19 February 2021

We are using PostgreSQL as a database, with much success. Two of our main datastores are one containing raw product data and another processed product data. Usually this separation holds well, but there are times we’d like to lay them side by side.

PostgreSQL FDW allows querying external data sources from within the database. We use it to connect from the processed to the raw database. In these cases there is a limited list of products we’d like to inspect, augmenting it with raw data.

A basic example

This worked fairly well in many cases. To illustrate, I’ll give a small example. We assume that you have created the databases sources and products and have superuser privileges. In this example we’ll have one database server with two databases, in reality these would be on different physical servers.
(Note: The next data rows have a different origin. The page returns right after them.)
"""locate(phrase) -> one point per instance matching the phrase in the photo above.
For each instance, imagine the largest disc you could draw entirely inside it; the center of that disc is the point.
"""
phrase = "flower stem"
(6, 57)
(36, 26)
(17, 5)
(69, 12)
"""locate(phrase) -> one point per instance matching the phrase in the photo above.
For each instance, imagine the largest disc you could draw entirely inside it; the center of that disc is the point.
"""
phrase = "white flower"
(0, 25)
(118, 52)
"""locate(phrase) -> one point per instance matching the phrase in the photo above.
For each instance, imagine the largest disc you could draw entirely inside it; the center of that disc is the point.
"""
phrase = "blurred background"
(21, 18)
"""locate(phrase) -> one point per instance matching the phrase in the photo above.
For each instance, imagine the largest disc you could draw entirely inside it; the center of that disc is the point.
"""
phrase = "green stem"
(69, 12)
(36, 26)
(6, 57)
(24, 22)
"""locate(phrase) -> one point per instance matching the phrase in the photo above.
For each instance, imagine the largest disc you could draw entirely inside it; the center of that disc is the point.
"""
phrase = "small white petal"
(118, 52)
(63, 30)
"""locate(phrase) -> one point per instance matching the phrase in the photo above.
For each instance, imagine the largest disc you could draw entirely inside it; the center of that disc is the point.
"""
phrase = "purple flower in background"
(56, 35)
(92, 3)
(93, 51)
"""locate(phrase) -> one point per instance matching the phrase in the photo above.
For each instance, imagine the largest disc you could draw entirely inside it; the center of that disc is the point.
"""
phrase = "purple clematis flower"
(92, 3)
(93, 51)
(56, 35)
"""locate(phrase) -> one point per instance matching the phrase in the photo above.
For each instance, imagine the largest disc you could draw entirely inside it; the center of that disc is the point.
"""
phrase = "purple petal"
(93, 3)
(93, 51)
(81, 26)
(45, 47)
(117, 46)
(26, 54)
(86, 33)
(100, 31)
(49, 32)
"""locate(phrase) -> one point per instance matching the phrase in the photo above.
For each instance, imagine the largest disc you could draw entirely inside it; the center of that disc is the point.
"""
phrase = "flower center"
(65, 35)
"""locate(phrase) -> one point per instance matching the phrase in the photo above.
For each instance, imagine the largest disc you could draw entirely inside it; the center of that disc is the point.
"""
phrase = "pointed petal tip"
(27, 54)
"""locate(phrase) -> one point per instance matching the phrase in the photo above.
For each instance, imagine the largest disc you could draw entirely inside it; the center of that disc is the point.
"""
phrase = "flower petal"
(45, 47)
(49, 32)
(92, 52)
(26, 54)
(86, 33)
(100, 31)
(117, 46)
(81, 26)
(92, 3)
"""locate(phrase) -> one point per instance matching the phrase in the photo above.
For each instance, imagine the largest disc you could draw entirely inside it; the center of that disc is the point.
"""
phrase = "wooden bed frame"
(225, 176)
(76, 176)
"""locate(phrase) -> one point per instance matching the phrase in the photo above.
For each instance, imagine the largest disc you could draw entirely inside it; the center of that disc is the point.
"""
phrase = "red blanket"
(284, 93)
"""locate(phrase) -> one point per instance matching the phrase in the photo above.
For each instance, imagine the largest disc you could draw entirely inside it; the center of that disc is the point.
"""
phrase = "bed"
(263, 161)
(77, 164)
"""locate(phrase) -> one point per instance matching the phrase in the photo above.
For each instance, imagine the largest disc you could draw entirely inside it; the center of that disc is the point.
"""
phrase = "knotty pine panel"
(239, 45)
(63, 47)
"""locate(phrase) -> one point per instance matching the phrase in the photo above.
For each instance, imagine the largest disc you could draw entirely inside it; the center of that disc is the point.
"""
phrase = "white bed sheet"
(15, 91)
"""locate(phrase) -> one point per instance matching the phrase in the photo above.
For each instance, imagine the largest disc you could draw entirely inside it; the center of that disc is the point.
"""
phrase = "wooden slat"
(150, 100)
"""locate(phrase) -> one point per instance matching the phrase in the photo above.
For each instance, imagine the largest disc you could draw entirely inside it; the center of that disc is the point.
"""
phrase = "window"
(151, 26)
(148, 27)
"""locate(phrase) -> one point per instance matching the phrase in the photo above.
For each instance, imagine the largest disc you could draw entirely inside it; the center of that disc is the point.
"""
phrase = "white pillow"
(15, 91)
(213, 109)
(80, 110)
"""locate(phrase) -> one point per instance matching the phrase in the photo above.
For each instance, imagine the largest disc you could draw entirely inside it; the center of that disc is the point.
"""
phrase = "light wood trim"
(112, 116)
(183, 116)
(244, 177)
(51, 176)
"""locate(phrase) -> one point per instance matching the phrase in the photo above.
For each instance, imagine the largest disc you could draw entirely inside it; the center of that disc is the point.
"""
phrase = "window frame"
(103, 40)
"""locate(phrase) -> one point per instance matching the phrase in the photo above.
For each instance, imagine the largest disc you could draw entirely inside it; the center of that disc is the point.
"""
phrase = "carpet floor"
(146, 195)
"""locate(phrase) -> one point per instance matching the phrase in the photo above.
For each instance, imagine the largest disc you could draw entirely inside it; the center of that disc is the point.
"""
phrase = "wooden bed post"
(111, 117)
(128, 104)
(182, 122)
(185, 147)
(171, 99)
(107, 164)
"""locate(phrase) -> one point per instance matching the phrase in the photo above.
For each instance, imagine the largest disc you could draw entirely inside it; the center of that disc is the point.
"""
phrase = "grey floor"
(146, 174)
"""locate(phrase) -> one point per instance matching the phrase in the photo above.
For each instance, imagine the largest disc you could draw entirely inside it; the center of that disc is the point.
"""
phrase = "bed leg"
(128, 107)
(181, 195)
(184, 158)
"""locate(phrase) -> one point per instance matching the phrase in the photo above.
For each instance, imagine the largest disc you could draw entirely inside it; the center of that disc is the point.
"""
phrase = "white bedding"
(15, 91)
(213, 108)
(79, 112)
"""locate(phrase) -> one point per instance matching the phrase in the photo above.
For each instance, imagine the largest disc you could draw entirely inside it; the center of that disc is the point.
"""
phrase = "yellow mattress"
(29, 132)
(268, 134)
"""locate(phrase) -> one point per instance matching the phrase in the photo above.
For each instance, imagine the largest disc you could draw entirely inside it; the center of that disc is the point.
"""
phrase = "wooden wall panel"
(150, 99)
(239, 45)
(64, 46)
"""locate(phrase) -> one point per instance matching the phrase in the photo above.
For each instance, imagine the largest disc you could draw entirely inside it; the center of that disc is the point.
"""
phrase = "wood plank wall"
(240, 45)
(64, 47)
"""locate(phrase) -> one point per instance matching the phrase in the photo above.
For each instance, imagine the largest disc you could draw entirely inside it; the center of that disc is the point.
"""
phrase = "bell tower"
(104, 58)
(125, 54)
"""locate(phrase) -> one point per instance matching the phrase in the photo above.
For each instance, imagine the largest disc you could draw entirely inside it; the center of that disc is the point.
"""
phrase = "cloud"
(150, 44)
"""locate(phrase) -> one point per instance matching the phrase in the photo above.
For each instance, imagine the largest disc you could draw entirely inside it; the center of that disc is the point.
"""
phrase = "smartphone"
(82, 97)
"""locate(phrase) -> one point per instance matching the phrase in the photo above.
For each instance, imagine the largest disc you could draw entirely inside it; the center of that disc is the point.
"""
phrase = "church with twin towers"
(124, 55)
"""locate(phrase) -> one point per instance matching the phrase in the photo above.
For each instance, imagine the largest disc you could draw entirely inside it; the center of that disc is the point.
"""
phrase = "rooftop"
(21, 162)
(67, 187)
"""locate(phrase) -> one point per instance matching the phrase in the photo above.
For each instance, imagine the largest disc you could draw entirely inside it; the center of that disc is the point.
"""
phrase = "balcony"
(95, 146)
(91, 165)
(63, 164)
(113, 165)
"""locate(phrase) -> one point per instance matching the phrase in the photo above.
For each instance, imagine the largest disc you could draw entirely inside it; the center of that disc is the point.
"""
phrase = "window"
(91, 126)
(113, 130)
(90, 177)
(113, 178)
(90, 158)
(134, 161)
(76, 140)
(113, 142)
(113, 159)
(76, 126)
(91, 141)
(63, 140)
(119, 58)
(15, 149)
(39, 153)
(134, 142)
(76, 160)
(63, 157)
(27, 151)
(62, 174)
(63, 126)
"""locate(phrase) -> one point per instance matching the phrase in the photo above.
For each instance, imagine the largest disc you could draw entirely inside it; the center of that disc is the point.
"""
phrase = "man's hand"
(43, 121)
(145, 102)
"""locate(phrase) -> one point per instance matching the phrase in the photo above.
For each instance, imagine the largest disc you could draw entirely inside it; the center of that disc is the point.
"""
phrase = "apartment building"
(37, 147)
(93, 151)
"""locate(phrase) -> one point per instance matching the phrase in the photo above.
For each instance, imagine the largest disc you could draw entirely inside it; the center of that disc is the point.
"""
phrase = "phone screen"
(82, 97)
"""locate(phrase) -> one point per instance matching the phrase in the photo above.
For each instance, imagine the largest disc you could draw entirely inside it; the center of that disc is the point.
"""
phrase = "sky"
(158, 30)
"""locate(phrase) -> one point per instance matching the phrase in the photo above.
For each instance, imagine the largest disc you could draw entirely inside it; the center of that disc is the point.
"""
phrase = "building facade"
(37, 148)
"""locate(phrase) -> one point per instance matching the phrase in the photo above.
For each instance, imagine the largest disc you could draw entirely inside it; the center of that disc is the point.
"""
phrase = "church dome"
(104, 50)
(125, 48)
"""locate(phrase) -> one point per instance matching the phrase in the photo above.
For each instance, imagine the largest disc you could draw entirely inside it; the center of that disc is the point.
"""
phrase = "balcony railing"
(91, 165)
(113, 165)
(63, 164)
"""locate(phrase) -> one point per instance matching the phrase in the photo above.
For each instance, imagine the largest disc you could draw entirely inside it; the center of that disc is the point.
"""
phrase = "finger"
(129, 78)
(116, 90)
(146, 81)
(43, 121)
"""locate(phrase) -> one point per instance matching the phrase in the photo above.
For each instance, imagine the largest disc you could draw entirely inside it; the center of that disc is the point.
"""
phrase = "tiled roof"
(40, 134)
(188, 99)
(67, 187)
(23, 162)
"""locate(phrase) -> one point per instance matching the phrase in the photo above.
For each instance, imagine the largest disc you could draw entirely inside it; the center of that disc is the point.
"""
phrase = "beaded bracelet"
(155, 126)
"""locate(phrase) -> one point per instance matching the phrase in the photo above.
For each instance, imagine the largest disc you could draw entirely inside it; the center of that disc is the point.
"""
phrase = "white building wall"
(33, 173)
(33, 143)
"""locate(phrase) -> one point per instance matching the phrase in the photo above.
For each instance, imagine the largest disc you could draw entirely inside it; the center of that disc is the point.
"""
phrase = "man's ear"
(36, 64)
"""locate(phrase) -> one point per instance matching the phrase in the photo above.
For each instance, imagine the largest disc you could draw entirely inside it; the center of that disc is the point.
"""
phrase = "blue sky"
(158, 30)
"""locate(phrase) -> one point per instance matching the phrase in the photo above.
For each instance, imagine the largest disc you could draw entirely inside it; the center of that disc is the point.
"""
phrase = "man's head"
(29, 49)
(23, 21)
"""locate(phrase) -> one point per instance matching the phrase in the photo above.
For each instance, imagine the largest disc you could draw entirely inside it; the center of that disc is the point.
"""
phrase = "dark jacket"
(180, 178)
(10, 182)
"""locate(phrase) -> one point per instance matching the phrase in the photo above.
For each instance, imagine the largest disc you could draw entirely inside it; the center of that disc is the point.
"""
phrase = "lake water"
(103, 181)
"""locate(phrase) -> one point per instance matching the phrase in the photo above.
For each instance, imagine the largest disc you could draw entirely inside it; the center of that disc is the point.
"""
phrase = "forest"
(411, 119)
-- populate the sources database
\c sources
CREATE TABLE sources (id INTEGER, source VARCHAR, barcode VARCHAR, name VARCHAR);
INSERT INTO sources VALUES
  (1002, 'Retailer A', '2162130000000', 'Pumpkin (whole)'),
  (1003, 'Retailer B', '2162130000000', 'Pumpkin'),
  (1004, 'Retailer A', '8718452095551', 'Cake'),
  (1005, 'Retailer C', '8718452095551', 'Farmer cake'),
  (1006, 'Retailer B', '8719326012759', 'Coffee'),
  (1007, 'Retailer C', '8719326012759', 'Holy beans');

-- populate the products database
\c products
CREATE TABLE products (id INTEGER, barcode VARCHAR, name VARCHAR);
INSERT INTO products VALUES
  (1, '2162130000000', 'Pumpkin'),
  (2, '8718452095551', 'Farmer''s Cake'),
  (3, '8719326012759', 'Holy beans coffee');

Now that the tables are set up and have some data, we can query them separately.

\c sources
SELECT * FROM sources WHERE barcode = '8718452095551';
┌──────┬────────────┬───────────────┬─────────────┐
│  id  │   source   │    barcode    │    name     │
├──────┼────────────┼───────────────┼─────────────┤
│ 1004 │ Retailer A │ 8718452095551 │ Cake        │
│ 1005 │ Retailer C │ 8718452095551 │ Farmer cake │
└──────┴────────────┴───────────────┴─────────────┘
\c products
SELECT * FROM products WHERE barcode = '8718452095551';
┌────┬───────────────┬───────────────┐
│ id │    barcode    │     name      │
├────┼───────────────┼───────────────┤
│  2 │ 8718452095551 │ Farmer's Cake │
└────┴───────────────┴───────────────┘

A federated database connection

At this moment, the two databases can be queried separately. But we also want to put data of both side by side. For that, we setup a federated database connection.

\c sources
CREATE USER sources_user PASSWORD 'test321';
GRANT ALL ON TABLE sources TO sources_user;

\c products
CREATE EXTENSION postgres_fdw;
CREATE SERVER sources_fdw FOREIGN DATA WRAPPER postgres_fdw OPTIONS (dbname 'sources', host 'localhost', port '5432');
CREATE USER MAPPING FOR USER SERVER sources_fdw OPTIONS (user 'sources_user', password 'test321');

CREATE SCHEMA sources_fdw;
IMPORT FOREIGN SCHEMA public FROM SERVER sources_fdw INTO sources_fdw;

Let’s see if we can query the sources from the products database. Note that we do the queries on the sources_fdw schema, because we’ve IMPORTed the foreign tables in that schema above.

\c products
SELECT * FROM sources_fdw.sources WHERE barcode = '8718452095551';
┌──────┬────────────┬───────────────┬─────────────┐
│  id  │   source   │    barcode    │    name     │
├──────┼────────────┼───────────────┼─────────────┤
│ 1004 │ Retailer A │ 8718452095551 │ Cake        │
│ 1005 │ Retailer C │ 8718452095551 │ Farmer cake │
└──────┴────────────┴───────────────┴─────────────┘

That looks good. Let’s check out the query plan for this:

\c products
EXPLAIN VERBOSE SELECT * FROM sources_fdw.sources WHERE barcode = '8718452095551';
Foreign Scan on sources_fdw.sources  (cost=100.00..118.31 rows=3 width=100)                                  
  Output: id, source, barcode, name                                                                          
  Remote SQL: SELECT id, source, barcode, name FROM public.sources WHERE ((barcode = '8718452095551'::text))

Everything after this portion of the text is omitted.